I noticed a thing in python polars. I’m not sure but seems that pl.when().then().otherwise() is slow somewhere. For instance, for dataframe:
df = pl.DataFrame({
'A': [randint(1, 10**15) for _ in range(30_000_000)],
'B': [randint(1, 10**15) for _ in range(30_000_000)],
}, schema={
'A': pl.UInt64,
'B': pl.UInt64,
})
Horizontal min with pl.min_horizontal:
df.with_columns(
pl.min_horizontal(['A', 'B']).alias('min_column')
)
92.4 ms ± 16.3 ms per loop (mean ± std. dev. of 7 runs, 10 loops each)

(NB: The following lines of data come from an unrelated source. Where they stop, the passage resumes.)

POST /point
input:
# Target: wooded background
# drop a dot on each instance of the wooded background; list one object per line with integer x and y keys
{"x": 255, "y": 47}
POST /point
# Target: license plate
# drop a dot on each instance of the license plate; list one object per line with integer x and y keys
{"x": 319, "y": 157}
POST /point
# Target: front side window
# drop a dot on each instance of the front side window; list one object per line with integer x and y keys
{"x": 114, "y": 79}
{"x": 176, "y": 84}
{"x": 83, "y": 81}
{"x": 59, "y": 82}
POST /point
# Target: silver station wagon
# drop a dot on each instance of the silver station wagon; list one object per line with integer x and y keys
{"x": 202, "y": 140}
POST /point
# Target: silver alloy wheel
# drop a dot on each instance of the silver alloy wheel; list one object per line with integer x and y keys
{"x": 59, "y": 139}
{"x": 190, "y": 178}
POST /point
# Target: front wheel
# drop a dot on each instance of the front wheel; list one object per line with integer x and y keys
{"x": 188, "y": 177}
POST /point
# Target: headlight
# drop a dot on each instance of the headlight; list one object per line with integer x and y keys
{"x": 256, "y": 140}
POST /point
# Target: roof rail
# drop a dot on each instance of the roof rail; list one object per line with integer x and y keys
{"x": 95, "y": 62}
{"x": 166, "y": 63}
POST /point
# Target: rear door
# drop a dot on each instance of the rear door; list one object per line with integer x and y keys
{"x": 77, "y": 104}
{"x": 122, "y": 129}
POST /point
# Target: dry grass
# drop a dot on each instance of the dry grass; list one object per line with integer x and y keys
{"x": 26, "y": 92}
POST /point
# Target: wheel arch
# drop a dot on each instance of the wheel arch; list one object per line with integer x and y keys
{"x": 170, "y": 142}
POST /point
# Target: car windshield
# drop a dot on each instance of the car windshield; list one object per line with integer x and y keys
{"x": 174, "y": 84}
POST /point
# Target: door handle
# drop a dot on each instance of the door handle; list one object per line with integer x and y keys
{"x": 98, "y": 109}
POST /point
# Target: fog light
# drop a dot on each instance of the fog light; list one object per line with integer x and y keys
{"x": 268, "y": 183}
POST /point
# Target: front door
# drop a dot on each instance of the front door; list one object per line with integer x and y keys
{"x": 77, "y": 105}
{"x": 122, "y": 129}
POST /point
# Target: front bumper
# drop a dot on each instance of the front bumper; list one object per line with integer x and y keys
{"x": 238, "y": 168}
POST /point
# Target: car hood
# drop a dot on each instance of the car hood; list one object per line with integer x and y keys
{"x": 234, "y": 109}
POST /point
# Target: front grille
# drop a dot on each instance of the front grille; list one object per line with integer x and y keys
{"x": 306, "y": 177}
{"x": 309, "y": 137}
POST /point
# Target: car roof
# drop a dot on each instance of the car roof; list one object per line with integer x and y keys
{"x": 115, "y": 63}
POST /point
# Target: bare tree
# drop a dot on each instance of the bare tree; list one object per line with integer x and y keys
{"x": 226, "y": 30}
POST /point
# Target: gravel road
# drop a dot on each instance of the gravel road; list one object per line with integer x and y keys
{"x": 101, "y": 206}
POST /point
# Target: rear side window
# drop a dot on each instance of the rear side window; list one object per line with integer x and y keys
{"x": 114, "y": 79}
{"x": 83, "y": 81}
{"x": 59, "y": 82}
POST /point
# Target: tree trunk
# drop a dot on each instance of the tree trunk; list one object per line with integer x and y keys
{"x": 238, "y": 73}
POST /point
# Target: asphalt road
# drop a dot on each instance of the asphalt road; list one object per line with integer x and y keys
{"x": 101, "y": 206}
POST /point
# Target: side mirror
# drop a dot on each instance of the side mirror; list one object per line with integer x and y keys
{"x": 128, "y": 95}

And the same with when().then().otherwise():
df.with_columns(
pl.when(
pl.col('A') < pl.col('B')
).then(pl.col('A')).otherwise(pl.col('B')).alias('min_column'),
)
458 ms ± 75.9 ms per loop (mean ± std. dev. of 7 runs, 1 loop each)
I measure explicitly the when part and seems that it is not a bottleneck.
df.with_columns((pl.col('A') < pl.col('B')).alias('column_comparison'))
49.2 ms ± 6.23 ms per loop (mean ± std. dev. of 7 runs, 10 loops each)
If remove otherwise() it will be even slower.
df.with_columns(
pl.when(
pl.col('A') < pl.col('B')
).then(pl.col('A')).alias('min_column')
)
664 ms ± 19.7 ms per loop (mean ± std. dev. of 7 runs, 1 loop each)
I also have tried some other methods for horizontal reducing such as pl.reduce or pl.fold and seems that they all are much faster than when().then().
So the questions here:
- Is it expected behavior?
- Why pl.when().then() is much slower than other expressions?
- In which cases should we avoid
when().then().otherwise()
?